Minnery replied after the hearing, “A careful reading of the study gives no indication that same-sex couples were included; it’s simply silent on the subject. Based on the actual text of the report, a realistic assessment is that silence means absence. This study is one small part the mountain of solid data that demonstrates kids do best with a married mother and father.”
Senate Hearing Focuses on Repealing Marriage Law [Focus on the Family]
Fortunately, the American public is probably going to side with someone who has little more firsthand insight.
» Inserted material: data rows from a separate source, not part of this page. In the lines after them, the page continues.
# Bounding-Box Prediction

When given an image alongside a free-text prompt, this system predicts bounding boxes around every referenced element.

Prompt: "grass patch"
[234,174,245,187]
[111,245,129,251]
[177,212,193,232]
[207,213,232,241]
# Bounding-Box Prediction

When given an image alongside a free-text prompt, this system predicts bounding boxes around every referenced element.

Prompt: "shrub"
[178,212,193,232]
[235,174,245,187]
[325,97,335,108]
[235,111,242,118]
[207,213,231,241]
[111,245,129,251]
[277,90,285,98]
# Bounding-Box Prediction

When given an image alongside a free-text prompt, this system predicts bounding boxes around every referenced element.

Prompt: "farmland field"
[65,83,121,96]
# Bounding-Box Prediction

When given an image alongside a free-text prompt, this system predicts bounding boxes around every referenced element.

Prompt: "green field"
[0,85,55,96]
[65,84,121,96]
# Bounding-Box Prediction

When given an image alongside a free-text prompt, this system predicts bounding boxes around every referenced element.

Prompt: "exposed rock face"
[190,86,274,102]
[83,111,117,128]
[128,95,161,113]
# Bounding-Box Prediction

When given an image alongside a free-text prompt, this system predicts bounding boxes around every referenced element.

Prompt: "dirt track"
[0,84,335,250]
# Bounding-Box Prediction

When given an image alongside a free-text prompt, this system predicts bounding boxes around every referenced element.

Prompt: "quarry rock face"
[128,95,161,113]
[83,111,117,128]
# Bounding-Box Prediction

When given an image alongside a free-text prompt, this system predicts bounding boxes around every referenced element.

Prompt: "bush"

Some like, maybe, oh, I don't know -- the study's author:
“Sen. Franken is right,” the lead author of the study told POLITICO. The survey did not exclude same-sex couples, said Debra L. Blackwell, Ph.D., nor did it exclude them from the “nuclear family” category provided their family met the study’s definition.
The study’s definition of nuclear family is: “one or more children living with two parents who are married to one another and are each biological or adoptive parents of all the children in the family.”
That means the study does not provide evidence that straight couples’ children necessarily fare better than same-sex couples’ kids, as Minnery claimed.
Al Franken clashes with Focus on the Family executive [Politico]
The truth is that Tom Minnery got called out publicly. For years, those of us who follow this silly "culture war" have picked apart and pushed back, our jaws dropping over the "values" crowd's willingness to say whatever they think will best serve their own agenda, paired with a deeply-ingrained unwillingness to ever admit they got something wrong. Yesterday was one of the first times (if not the first time) we've seen a sitting Senator bring this duplicity front and center. It was a beautiful thing, frankly. And not for just this one incident, but for the years of false facts that have defined the anti-gay advocacy of groups like Focus on the Family.